En una ocasión, un monje, de gran devoción e instruido, cruzaba un río en barca cuando, al pasar al lado de un pequeño islote, oyó una voz de un hombre que muy torpemente intentaba elevar unas plegarias. En su interior no pudo por menos que entristecerse. ¿Cómo era posible que alguien fuera capaz de entonar tan mal aquellos mantras? Tal vez aquel pobre hombre ignoraba que los mantras debían recitarse con la entonación adecuada, el ritmo y la musicalidad precisas, con la pronunciación perfecta.
Decidió ser generoso y, desviándose de su rumbo, se acercó al islote para instruir a aquel desdichado sobre la importancia de la correcta ejecución de los mantras. No en vano se consideraba un gran especialista y aquellos mantras no tenían para él ningún secreto.
Cuando arribó, pudo ver a un pobre andrajoso de aspecto sosegado cantando unos mantras con poco acierto. El monje, con serena paciencia, dedicó algunas horas a instruir minuciosamente a aquel hombre que, a cada momento, mostraba efusivas muestras de agradecimiento a su improvisado benefactor.
Cuando entendió que, por fin, sería capaz de recitar los mantras con cierta armonía, se despidió de él, no sin antes advertirle:
-Y recuerda, mi buen amigo, que es tal la potencia de estos mantras que su correcta pronunciación permite que un hombre sea capaz de andar sobre las aguas.

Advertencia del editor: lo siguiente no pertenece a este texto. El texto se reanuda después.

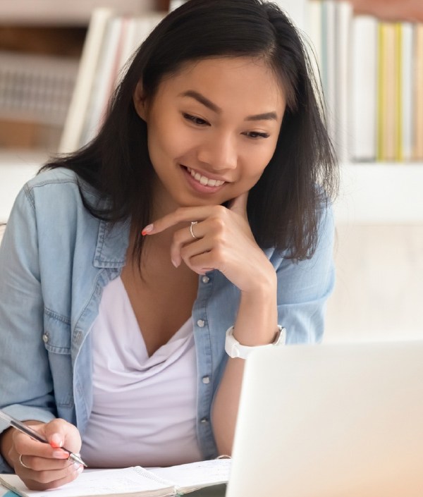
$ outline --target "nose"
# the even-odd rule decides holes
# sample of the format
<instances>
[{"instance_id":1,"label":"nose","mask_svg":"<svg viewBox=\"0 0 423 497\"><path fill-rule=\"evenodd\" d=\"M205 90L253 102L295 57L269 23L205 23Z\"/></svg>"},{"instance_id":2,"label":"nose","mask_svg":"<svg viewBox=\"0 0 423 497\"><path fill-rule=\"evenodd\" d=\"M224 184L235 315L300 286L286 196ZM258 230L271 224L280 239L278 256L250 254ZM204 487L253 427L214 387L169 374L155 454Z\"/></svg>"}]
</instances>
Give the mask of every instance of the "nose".
<instances>
[{"instance_id":1,"label":"nose","mask_svg":"<svg viewBox=\"0 0 423 497\"><path fill-rule=\"evenodd\" d=\"M213 133L199 147L197 159L214 171L235 169L238 160L235 138L229 133Z\"/></svg>"}]
</instances>

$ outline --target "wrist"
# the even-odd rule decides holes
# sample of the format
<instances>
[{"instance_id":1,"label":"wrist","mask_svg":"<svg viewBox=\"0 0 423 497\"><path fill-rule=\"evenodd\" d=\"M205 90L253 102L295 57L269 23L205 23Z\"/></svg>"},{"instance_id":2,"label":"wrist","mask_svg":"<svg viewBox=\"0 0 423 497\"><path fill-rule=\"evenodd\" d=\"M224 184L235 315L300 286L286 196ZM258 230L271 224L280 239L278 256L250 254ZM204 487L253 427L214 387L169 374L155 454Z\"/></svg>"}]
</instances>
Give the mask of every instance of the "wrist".
<instances>
[{"instance_id":1,"label":"wrist","mask_svg":"<svg viewBox=\"0 0 423 497\"><path fill-rule=\"evenodd\" d=\"M226 330L225 340L225 350L230 357L246 359L251 352L257 349L268 348L285 344L286 330L283 326L278 325L276 333L274 333L272 341L259 345L247 345L240 343L233 335L234 328L231 326Z\"/></svg>"}]
</instances>

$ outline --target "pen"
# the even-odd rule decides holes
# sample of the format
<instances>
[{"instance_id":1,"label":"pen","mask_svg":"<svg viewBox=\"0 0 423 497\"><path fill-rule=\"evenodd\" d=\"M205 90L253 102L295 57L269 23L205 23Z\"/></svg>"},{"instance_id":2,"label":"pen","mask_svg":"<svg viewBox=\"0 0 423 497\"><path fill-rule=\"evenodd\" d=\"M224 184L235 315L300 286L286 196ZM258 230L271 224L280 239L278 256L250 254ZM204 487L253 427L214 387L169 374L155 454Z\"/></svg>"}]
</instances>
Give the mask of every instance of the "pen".
<instances>
[{"instance_id":1,"label":"pen","mask_svg":"<svg viewBox=\"0 0 423 497\"><path fill-rule=\"evenodd\" d=\"M37 433L37 431L35 431L33 429L27 427L26 424L22 423L20 421L18 421L14 417L12 417L11 416L9 416L8 415L6 414L6 412L2 411L1 410L0 410L0 419L5 421L9 426L16 428L17 430L22 431L22 433L25 433L26 435L30 436L31 438L33 438L34 440L37 440L39 442L42 442L43 443L49 443L49 442L45 438L43 438L42 436L40 436ZM79 462L80 464L82 465L82 466L87 467L87 465L79 457L79 455L74 454L73 452L70 452L70 450L67 448L65 448L64 447L61 447L60 448L65 450L65 452L67 452L69 454L69 457L68 458L68 459L75 461L75 462Z\"/></svg>"}]
</instances>

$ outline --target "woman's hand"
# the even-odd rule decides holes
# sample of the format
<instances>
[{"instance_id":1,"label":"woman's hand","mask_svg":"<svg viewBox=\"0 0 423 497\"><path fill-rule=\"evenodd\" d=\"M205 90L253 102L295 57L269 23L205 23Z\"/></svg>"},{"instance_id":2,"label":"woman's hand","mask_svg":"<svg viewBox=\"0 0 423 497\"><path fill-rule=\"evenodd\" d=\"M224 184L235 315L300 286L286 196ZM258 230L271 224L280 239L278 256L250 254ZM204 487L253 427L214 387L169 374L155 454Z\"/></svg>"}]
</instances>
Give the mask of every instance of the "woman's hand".
<instances>
[{"instance_id":1,"label":"woman's hand","mask_svg":"<svg viewBox=\"0 0 423 497\"><path fill-rule=\"evenodd\" d=\"M180 207L146 226L142 234L155 235L187 223L173 235L170 251L173 265L178 267L183 261L198 274L218 269L241 292L254 292L274 281L274 270L251 232L247 195L232 200L228 209L221 205ZM192 221L197 223L191 226Z\"/></svg>"},{"instance_id":2,"label":"woman's hand","mask_svg":"<svg viewBox=\"0 0 423 497\"><path fill-rule=\"evenodd\" d=\"M76 427L58 419L44 424L31 424L31 428L49 443L37 441L13 429L8 460L16 474L32 490L56 489L74 480L83 467L68 460L69 454L60 448L79 453L82 443Z\"/></svg>"}]
</instances>

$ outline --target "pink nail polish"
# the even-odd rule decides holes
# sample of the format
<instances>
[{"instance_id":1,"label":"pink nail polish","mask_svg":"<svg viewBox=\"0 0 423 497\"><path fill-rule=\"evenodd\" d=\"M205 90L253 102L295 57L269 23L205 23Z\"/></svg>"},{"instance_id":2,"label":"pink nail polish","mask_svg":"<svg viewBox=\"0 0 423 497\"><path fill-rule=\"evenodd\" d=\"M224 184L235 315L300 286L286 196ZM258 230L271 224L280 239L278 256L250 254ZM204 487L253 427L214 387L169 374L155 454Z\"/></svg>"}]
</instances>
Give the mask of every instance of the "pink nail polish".
<instances>
[{"instance_id":1,"label":"pink nail polish","mask_svg":"<svg viewBox=\"0 0 423 497\"><path fill-rule=\"evenodd\" d=\"M145 228L141 231L142 235L147 235L147 233L150 233L150 231L153 231L153 225L152 224L149 224L148 226L145 226Z\"/></svg>"}]
</instances>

Apenas había recorrido unos metros con la barca, cuando oyó la voz de aquel hombre recitar los mantras aún peor que antes.
-Qué desdicha -se dijo a sí mismo-, hay personas incapaces de aprender nada de nada.
-Eh, monje -escuchó decir a su espalda, muy cerca de él, y, al volverse, vio al andrajoso que, caminado sobre las aguas, se acercaba a su barca, y le preguntaba:
-Noble monje, he olvidado ya tus instrucciones sobre el modo correcto de recitar los mantras. ¿Serías tan amable de repetírmelo de nuevo?